By Mathabo Priscilla Sekhonyana (@MathaboPris)
After being strangled by her then boyfriend while in public, Priscilla Sekhonyana shares with us about the internal scars that that experience left her with and how she has never felt at home in her skin since. She also shares on the confusion she feels about not pressing charges, maintaining a semblance of a relationship with her then boyfriend and the political nature of what it means to be abused for women.
I always wondered why people did not press charges. Or leave. Or fight back. For me, it felt like a black and white movie with the sound off and no subtitles. I could see what was happening but I could not understand it.
It was an ex-boyfriend. It happened once. He didn’t kick me or punch me. It was a strangle at a drinks session but it felt like I was wearing the bruises I felt inside on every inch of my skin. This was over a year ago and I have never felt quite at home in my skin since that day.
I did not press charges. We are still not together but we speak intermittently. I still care. It’s confusing that even now, after everything, I still care. It’s confusing to me that I did not press charges. You have all these ideas before something like that happens about what you would do and how you would do it, but for me, none of those applied when it was him and it was me. I still think people should leave and press charges. I have just learnt how hard those things are to do.
I could speak about the details, the things that are specific to me and what happened, but what hit me after the dust settled was how universal it is. How my story is really just another shade of black or blue in what is too many people’s story. What I also learned, is that everything is political.
You will be questioned. Your truth will be questioned and even if you have the answers you will begin to question yourself. When something that is so intensely personal is politicised, you begin to realise that you cannot separate yourself from your womanhood.
Warsan Shire writes:
“Mother says there are locked rooms inside all women, kitchen of love, bedroom of grief, bathroom of apathy. Sometimes, the men, they come with keys, and sometimes the men, they come with hammers.”
I am not writing this because my story is any different, but because I think there is a feisty, brazen woman out there who thinks that things like this only happen to shy girls who have to wear dark glasses and make-up.
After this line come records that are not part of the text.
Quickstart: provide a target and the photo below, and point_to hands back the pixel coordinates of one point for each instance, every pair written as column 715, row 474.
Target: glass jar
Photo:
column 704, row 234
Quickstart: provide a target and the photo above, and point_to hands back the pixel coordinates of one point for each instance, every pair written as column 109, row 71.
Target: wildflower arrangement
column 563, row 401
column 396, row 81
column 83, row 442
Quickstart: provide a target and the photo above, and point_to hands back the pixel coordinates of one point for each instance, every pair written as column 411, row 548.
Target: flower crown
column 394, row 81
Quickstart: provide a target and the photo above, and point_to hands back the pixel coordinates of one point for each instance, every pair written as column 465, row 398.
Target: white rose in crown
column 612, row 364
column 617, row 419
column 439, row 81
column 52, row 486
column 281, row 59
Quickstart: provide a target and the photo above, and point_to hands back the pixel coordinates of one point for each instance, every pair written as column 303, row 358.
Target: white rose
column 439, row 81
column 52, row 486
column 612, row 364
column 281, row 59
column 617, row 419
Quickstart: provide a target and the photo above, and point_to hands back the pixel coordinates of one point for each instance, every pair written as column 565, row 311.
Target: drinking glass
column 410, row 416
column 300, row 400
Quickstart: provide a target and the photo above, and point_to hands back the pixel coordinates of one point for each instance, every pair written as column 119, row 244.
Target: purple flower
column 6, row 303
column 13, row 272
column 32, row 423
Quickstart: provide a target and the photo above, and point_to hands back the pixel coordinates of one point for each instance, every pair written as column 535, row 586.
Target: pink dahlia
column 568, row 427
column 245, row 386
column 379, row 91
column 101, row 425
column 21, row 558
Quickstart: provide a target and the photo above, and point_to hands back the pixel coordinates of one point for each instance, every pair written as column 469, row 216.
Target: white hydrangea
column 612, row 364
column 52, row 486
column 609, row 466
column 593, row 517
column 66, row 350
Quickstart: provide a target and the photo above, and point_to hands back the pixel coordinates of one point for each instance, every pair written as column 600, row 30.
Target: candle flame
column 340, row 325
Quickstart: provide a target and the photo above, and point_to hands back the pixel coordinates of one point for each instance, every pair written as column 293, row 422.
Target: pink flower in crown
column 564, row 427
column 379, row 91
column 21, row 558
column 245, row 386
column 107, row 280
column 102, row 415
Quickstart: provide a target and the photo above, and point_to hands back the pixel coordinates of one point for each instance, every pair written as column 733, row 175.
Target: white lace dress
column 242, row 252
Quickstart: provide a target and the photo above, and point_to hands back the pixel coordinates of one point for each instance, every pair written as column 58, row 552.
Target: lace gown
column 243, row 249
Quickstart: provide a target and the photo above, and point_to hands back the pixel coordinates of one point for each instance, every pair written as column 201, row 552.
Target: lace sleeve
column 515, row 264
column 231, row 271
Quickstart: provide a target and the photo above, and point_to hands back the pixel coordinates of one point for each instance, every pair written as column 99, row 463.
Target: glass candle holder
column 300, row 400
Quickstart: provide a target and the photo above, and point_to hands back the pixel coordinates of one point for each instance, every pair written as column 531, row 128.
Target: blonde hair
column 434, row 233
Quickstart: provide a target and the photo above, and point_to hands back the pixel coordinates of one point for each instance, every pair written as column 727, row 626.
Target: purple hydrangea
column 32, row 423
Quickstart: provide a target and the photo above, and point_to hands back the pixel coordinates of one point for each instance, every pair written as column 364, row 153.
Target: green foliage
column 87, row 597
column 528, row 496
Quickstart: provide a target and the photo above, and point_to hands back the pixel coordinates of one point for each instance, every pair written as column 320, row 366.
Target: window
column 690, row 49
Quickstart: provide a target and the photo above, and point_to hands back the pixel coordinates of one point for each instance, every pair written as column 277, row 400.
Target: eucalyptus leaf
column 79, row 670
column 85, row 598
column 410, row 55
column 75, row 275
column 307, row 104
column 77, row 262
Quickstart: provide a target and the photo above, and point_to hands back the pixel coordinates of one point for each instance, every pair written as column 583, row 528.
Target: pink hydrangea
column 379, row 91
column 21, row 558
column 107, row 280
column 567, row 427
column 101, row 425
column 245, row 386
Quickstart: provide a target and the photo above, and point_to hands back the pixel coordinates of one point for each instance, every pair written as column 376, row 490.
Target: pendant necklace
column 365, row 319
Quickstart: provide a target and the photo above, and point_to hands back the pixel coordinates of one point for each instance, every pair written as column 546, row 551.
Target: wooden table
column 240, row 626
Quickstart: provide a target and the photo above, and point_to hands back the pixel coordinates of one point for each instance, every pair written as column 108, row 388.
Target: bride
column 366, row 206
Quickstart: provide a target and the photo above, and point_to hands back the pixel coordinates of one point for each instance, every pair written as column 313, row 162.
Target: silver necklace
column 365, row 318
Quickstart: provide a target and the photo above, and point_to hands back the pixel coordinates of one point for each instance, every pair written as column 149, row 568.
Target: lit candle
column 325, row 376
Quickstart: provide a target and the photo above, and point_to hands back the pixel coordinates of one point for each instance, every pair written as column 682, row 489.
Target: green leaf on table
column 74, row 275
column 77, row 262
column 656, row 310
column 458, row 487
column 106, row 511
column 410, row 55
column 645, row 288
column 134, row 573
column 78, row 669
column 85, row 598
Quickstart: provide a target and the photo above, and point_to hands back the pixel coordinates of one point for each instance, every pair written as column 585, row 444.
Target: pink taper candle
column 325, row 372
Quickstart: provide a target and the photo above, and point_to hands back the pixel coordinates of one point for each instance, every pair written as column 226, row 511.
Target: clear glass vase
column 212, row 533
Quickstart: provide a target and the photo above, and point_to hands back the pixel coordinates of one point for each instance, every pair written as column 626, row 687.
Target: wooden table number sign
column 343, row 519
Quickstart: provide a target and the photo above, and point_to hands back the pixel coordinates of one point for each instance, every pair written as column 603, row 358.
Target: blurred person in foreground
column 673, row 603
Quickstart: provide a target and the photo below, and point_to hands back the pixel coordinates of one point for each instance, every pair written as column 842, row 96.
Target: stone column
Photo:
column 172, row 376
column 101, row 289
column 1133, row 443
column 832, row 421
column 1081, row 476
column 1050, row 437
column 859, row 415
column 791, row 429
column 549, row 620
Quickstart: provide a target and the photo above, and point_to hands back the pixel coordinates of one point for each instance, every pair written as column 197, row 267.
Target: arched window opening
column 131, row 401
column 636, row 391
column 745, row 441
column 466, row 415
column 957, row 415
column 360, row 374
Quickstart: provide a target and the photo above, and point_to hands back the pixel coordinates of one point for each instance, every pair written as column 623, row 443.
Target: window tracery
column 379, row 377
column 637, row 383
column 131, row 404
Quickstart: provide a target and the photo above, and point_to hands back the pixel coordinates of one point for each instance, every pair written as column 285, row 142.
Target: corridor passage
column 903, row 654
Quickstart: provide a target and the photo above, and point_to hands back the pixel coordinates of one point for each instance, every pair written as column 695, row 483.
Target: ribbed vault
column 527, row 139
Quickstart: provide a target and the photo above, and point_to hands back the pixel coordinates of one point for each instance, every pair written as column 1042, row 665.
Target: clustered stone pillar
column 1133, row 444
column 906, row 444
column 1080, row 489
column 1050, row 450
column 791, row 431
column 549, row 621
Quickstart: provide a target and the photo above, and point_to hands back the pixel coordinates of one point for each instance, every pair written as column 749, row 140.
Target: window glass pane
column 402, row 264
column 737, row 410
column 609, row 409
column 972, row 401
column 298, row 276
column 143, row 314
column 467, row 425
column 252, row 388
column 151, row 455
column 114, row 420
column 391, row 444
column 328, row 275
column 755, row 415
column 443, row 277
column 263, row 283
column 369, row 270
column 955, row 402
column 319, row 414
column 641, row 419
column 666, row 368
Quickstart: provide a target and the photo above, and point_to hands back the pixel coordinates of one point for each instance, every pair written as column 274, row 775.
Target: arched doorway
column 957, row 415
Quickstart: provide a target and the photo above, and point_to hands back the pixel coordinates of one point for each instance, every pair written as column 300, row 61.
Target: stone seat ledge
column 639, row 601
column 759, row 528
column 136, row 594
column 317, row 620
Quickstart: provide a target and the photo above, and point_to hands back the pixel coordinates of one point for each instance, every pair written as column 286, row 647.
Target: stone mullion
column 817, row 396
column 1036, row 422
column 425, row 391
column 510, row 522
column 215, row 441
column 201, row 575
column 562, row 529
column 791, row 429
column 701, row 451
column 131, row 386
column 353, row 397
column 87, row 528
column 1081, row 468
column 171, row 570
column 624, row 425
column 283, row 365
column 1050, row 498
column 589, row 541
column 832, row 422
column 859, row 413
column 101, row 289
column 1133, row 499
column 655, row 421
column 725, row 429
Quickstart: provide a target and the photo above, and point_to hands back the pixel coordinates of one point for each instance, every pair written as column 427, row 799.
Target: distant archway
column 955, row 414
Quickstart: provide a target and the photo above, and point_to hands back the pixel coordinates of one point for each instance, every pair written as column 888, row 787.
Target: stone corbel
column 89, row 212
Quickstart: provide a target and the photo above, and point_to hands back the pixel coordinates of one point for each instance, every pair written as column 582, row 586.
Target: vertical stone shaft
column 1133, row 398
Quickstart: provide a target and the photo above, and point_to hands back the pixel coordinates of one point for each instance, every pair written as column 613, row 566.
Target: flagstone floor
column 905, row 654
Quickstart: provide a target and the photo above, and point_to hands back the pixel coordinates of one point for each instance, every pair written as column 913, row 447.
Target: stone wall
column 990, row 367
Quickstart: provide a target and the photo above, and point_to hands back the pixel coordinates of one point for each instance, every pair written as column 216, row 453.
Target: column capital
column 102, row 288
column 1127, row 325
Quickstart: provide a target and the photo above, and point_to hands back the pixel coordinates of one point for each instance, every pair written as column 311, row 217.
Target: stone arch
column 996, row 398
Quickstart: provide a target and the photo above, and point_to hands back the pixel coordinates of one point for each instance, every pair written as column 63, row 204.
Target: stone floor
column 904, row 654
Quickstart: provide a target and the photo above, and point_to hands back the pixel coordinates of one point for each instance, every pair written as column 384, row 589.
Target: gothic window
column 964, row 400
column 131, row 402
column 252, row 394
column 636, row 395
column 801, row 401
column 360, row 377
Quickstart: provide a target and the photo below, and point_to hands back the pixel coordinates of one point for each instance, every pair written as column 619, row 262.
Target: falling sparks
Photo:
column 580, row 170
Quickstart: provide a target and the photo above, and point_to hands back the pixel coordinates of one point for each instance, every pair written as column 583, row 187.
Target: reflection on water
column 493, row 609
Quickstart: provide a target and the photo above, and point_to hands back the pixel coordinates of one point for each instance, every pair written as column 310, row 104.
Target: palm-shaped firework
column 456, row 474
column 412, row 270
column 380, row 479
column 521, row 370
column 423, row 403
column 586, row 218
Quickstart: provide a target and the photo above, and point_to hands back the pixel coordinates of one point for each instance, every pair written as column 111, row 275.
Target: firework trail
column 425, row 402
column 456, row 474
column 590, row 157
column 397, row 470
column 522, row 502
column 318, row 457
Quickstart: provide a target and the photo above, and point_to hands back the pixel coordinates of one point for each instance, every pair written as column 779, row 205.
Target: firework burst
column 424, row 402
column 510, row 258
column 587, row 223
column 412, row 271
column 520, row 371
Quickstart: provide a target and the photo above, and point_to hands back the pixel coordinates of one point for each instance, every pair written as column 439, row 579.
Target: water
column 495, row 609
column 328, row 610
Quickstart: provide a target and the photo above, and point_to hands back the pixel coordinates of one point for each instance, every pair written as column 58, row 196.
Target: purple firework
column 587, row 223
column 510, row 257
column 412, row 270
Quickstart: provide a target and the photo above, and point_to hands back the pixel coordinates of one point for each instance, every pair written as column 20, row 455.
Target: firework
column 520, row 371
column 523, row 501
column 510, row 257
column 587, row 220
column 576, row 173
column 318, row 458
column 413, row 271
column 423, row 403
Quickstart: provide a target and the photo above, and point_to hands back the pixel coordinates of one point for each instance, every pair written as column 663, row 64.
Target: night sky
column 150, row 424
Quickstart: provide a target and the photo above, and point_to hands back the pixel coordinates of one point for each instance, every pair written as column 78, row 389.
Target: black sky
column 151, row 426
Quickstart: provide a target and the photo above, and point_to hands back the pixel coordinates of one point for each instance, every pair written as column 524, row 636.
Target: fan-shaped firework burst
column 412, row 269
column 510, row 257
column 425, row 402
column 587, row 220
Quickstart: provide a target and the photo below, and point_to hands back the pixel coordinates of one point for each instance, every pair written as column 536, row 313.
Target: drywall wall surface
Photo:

I also think we live in a society that is too quick to judge and point fingers about things they do not really understand. While we all do it, I am hoping we will pause to think about that black and white movie and what it must feel like when the man you love declares war on your peace.
For most of us, Women’s Day is another day to braai or sleep in, but just take a moment to think about the unique struggles we have to overcome every day to just be heard or seen. Think about the unique struggles we have to overcome every day to only accept the love we deserve. Courage as a female, is often just living every day on your own terms in a world that has already decided which space you occupy.